# Lotr Online Beta Key Wanted!!



## Lacedaemonian (Apr 3, 2007)

Ah man I have been so unlucky in trying to get a hold of a key for this Beta test.  I have the game, I have the patch.... I dont have a key.

If any of you beautiful Chronics could help me with this, I would be very grateful.  It makes me sad that fools who have no appreciation of Tolkien could be gracing his world right now and I am stuck in this bitter reality.  

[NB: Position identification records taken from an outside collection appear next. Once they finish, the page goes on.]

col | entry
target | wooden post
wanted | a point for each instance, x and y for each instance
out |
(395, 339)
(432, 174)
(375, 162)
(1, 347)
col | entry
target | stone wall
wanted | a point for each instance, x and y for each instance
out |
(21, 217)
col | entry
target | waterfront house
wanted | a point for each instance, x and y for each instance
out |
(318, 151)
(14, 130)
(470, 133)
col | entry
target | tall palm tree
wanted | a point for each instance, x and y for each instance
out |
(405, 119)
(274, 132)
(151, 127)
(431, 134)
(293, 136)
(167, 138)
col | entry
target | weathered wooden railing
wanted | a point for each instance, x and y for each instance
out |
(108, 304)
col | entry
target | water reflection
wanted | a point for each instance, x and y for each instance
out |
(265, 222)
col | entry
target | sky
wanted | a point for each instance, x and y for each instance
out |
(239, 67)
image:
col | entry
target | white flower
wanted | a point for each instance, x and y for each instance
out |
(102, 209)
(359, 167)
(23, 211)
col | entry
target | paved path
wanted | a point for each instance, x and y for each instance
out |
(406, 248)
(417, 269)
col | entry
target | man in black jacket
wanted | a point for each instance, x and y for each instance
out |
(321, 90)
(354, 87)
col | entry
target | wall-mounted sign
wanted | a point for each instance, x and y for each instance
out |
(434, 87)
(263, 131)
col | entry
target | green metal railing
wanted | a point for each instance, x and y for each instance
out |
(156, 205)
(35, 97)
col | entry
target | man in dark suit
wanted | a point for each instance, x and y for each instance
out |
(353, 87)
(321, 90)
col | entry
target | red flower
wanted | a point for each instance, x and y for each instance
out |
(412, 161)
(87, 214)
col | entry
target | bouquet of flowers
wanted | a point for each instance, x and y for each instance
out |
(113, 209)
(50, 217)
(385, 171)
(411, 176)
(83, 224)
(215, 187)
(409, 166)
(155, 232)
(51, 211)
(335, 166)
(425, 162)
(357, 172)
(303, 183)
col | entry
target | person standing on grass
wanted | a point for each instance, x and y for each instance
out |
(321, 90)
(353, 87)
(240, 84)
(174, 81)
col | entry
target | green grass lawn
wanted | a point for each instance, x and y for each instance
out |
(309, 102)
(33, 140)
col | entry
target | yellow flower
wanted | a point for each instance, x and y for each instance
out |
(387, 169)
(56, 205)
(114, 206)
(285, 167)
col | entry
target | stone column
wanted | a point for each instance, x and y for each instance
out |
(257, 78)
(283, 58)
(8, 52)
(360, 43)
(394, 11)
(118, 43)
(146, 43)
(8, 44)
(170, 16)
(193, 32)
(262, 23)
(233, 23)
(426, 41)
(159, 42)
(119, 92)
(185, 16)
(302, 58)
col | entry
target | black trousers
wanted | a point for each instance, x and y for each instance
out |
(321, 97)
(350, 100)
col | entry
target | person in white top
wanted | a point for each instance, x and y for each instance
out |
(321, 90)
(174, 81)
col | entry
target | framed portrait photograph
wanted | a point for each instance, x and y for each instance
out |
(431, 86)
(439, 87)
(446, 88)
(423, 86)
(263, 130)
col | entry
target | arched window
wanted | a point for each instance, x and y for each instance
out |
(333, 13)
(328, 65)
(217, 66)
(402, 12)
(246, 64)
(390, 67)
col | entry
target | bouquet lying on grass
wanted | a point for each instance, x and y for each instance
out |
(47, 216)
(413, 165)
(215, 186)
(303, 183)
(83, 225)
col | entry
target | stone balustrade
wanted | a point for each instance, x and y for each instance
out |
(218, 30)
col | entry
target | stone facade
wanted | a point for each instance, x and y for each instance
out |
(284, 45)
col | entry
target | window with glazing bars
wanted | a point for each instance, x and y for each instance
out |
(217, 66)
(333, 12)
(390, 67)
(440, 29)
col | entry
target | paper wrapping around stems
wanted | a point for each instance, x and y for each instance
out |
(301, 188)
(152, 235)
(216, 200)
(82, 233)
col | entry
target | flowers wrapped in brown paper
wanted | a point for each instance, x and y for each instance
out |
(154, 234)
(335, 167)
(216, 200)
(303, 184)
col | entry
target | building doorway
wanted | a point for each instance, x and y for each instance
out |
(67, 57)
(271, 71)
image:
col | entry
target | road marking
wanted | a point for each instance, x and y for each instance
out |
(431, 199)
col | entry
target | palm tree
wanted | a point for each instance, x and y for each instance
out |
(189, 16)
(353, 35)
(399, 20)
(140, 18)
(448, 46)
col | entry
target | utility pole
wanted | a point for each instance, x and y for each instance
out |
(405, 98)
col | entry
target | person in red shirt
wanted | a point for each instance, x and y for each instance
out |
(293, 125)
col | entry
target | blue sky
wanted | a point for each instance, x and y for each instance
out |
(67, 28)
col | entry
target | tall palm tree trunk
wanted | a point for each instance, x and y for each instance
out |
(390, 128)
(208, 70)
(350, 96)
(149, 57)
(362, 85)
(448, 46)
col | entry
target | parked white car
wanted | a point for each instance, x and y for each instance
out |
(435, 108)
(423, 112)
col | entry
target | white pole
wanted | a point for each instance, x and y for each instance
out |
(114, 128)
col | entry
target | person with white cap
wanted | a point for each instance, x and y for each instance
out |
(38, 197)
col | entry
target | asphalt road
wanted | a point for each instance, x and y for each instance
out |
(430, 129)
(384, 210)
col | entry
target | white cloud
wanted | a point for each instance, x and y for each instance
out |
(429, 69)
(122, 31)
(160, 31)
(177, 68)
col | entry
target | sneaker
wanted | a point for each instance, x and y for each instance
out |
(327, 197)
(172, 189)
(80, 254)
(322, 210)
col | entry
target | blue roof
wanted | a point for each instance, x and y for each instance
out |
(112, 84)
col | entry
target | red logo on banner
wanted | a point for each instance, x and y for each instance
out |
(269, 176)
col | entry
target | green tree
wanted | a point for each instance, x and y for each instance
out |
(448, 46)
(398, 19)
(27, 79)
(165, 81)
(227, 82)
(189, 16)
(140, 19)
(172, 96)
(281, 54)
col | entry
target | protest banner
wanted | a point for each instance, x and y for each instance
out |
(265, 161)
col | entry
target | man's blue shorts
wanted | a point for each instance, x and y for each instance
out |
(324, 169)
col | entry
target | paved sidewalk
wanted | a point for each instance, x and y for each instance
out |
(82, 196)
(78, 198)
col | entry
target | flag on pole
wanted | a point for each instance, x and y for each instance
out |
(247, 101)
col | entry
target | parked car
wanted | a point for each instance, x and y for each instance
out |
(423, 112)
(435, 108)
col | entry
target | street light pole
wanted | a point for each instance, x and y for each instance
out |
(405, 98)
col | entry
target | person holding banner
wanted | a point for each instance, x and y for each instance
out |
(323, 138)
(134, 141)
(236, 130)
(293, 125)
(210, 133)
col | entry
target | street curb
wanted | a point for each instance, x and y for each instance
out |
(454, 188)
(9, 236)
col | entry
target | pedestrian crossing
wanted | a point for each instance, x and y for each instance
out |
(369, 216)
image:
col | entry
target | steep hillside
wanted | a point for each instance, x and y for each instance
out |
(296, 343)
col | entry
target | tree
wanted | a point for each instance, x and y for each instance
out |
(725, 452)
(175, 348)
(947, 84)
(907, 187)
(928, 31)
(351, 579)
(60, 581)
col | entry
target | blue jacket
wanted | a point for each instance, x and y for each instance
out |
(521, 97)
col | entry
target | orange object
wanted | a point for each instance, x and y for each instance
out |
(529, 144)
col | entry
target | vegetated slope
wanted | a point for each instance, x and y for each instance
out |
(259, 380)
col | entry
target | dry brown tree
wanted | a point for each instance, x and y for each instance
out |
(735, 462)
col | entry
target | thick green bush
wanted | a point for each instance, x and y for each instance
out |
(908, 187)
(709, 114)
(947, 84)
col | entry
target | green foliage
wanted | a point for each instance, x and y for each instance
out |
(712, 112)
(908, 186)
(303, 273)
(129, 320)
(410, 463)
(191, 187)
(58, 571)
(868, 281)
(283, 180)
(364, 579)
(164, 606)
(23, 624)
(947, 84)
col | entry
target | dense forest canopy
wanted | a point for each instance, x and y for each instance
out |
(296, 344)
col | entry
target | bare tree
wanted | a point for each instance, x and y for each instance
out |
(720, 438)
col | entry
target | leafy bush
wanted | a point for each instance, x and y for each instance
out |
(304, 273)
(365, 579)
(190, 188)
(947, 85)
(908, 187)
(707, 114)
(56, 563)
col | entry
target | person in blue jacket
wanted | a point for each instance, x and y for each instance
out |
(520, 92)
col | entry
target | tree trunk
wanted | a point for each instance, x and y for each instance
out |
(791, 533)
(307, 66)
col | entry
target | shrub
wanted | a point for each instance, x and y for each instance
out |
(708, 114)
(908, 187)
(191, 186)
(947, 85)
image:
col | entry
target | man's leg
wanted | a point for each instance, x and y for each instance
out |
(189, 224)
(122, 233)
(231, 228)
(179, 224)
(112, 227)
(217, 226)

If you can not supply a key could you please break my heart further by describing your experience of playing this game?  

Sadness,


----------



## Lacedaemonian (Apr 3, 2007)

I hasten to add if you do have a key could you PM me it and not post it here.


----------



## Commonmind (Apr 3, 2007)

Where are you located?


----------



## Commonmind (Apr 3, 2007)

As for a description of the game, it's basically a Lord of the Rings skin pulled over the top of Stormreach. As a fan of the series, you're either going to love it or hate; I would fit into the latter category, as it comes off as a complete bastardization of the franchise, in my very humble opinion. Character creation is limited, the mechanics are truncated by Turbine's need to cling to outdated interfaces and though some of the concepts and environmental design are pretty to look at on your initial trip to digital Middle-Earth, it quickly loses its luster. As well, I didn't feel the developer paid close attention to detail and built the world in a very superficial way; it's more likely going to cater to your fans of the movie franchise, and not those that have read the literature.


----------



## Lacedaemonian (Apr 3, 2007)

I have to say that my initial response was one of disappointment.  Like you say, it lacks depth.  As much as I might enjoy the game, I can not escape the feeling that it plays no better than Silkroad or other free online RPG's.  I have only just completed the Intro Quests, so perhaps the game will pick up.  Somehow I doubt it.  

This game was under construction for several years.  At some point I lost contact.  I regain contact with the game but the site has changed and the whole format with it.  Had the original franchise been bought out?  It is with huge sadness that I think the game I have looked forward too for so long is utter crap.  Mediocre RPG fare.  I hope I am wrong.


----------